Intriguingly, the accuracy of ChatGPT was inclined to increase sequentially, being lowest for Step 1 and highest for Step 3, reflecting the perception of real-world human users, who also find Step 1 subject matter difficult. This particular finding exposes AI’s vulnerability to becoming connected to human ability.
Furthermore, the researchers noted that missing information drove inaccuracy observed in ChatGPT responses which fetched poorer insights and indecision in the AI. Yet, it did not show an inclination towards the incorrect answer choice. In this regard, they could try to improve ChatGPT performance by merging it with other models trained on abundant and highly validated resources in the clinical domain (e.g., UpToDate).
In ~90% of outputs, ChatGPT-generated responses also offered significant insight, valuable to medical students. It showed the partial ability to extract nonobvious and novel concepts that might provide qualitative gains for human medical education.

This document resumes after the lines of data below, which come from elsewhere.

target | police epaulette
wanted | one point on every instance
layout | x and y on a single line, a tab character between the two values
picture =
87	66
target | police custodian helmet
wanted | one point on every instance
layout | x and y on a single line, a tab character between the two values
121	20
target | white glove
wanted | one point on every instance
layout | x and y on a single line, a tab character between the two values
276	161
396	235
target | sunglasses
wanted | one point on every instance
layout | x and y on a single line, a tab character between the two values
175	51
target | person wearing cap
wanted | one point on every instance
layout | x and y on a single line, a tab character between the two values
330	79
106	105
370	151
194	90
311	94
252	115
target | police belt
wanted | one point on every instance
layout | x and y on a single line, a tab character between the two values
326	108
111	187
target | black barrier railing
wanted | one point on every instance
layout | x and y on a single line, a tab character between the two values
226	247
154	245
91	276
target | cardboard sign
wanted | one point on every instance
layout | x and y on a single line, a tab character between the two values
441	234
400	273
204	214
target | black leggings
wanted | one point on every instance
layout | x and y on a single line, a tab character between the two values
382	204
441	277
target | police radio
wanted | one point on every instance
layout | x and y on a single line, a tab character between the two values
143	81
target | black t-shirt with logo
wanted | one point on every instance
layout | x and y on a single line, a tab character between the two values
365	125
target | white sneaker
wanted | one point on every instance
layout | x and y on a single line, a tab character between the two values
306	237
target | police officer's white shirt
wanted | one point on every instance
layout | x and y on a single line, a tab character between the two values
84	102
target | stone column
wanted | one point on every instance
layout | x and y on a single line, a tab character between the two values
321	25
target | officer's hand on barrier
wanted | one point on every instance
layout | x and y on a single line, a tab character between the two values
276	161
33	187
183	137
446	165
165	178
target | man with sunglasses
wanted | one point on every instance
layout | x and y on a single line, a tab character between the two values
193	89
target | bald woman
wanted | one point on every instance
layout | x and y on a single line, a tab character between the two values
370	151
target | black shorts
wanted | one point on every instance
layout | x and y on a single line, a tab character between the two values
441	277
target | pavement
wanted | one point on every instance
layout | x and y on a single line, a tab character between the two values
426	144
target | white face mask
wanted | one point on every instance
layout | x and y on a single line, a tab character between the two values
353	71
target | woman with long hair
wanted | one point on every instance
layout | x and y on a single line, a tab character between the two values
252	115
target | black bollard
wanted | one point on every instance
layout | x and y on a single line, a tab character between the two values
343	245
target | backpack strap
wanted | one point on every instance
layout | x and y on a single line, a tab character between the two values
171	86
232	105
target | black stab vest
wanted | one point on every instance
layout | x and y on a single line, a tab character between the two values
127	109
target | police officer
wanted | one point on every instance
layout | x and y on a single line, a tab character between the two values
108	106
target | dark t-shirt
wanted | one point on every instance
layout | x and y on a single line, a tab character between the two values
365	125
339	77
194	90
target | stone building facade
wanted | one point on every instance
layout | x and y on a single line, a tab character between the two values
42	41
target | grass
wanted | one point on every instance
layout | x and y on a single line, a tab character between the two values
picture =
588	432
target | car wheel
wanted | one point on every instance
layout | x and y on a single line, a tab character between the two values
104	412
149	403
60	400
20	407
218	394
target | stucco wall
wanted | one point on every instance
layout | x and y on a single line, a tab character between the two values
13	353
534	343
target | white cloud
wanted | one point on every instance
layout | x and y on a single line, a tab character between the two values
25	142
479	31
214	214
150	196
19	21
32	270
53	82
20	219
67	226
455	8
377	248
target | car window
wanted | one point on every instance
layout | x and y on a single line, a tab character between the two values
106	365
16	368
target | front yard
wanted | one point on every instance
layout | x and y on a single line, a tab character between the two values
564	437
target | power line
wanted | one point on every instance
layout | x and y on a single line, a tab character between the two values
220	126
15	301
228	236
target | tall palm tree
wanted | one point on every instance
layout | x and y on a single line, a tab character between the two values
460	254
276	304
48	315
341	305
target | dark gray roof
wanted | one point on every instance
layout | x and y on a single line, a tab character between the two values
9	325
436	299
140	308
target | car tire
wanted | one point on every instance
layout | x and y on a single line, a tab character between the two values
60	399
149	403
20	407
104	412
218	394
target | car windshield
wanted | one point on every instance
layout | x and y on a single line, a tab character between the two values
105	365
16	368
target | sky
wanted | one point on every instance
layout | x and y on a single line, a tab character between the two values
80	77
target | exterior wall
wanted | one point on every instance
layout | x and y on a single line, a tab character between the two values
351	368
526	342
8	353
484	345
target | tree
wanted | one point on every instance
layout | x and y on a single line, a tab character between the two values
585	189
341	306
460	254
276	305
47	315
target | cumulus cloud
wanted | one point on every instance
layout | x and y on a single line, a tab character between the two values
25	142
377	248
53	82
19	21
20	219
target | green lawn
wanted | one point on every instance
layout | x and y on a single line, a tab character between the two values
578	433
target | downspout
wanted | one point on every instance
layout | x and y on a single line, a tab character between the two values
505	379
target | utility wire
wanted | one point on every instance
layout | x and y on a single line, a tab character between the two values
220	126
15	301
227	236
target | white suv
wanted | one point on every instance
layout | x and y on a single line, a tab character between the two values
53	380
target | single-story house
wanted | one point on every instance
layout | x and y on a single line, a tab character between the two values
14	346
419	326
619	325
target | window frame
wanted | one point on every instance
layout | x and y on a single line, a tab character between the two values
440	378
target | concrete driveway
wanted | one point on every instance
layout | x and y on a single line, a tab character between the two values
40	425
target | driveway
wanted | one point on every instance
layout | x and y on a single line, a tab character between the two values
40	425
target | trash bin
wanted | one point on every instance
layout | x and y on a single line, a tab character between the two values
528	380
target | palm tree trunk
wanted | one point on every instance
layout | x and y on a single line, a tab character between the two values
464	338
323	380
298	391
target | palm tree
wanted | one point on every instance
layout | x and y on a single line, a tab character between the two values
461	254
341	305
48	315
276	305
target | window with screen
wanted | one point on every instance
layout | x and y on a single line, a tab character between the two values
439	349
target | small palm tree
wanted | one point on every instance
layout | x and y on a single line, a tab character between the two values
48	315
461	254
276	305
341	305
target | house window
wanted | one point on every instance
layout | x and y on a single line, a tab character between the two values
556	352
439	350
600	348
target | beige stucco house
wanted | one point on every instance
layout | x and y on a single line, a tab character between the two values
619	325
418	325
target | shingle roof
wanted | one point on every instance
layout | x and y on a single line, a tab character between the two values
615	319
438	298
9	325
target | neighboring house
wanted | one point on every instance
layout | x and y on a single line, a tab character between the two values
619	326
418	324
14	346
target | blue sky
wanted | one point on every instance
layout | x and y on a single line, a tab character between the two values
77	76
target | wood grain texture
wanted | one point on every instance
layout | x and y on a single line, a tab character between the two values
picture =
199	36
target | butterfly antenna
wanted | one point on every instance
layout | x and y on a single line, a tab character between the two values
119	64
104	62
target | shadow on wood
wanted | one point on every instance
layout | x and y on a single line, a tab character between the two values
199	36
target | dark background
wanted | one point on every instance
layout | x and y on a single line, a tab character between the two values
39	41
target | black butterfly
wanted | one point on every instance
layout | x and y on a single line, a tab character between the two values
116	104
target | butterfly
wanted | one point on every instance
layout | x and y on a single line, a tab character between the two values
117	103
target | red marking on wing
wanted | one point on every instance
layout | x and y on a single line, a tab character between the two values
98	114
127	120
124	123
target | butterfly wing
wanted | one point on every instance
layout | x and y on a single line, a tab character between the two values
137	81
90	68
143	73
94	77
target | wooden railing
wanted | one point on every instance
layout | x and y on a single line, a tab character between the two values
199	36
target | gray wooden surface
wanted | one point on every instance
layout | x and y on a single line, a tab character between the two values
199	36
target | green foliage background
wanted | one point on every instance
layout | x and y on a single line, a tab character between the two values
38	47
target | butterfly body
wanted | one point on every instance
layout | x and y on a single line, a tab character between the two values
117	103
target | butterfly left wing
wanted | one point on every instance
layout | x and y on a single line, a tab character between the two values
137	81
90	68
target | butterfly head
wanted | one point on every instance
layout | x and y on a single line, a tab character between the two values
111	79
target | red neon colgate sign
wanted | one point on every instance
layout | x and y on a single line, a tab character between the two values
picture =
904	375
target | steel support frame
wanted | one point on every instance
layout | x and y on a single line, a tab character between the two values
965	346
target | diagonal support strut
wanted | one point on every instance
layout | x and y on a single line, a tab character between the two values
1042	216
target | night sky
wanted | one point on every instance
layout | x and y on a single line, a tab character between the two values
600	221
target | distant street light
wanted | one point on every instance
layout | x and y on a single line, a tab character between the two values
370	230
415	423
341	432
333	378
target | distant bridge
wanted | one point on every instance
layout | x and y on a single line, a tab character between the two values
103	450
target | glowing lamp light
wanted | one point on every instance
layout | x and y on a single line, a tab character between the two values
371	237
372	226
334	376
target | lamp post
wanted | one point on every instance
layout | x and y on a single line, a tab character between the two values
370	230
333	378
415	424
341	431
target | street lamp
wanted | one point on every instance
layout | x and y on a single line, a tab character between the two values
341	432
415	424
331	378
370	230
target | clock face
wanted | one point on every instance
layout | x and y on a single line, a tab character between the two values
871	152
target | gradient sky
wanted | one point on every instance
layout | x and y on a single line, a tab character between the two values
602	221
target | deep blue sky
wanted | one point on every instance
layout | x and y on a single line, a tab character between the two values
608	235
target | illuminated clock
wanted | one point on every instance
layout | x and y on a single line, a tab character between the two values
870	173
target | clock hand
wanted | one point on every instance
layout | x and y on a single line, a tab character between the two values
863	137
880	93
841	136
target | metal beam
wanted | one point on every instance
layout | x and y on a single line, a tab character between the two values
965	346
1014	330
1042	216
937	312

As a substitute for the metric of usefulness in the human learning process, ChatGPT responses were also highly concordant. Thus, these outputs could help students understand the language, logic, and course of relationships encompassed within the explanation text.
Conclusions
The study provided new and surprising evidence that ChatGPT could perform several intricate tasks relevant to handling complex medical and clinical information. Although the study findings provide a preliminary protocol for arbitrating AI-generated responses concerning insight, concordance, accuracy, and the advent of AI in medical education would require an open science research infrastructure. It would help standardize experimental methods and describe and quantify human-AI interactions.
Soon AIs could become pervasive in clinical practice, with varied applications in nearly all medical disciplines, e.g., clinical decision support and patient communication. The remarkable performance of ChatGPT also inspired clinicians to experiment with it.
At AnsibleHealth, a chronic pulmonary disease clinic, they are using ChatGPT to assist with challenging tasks, such as simplifying radiology reports to facilitate patient comprehension. More importantly, they use ChatGPT for brainstorming when facing diagnostically difficult cases.
The demand for new examination formats continues to increase. Thus, future studies should explore whether AI could help offload the human effort of taking medical tests (e.g., USMLE) by helping with the question-explanation process or, if feasible, writing the whole autonomously.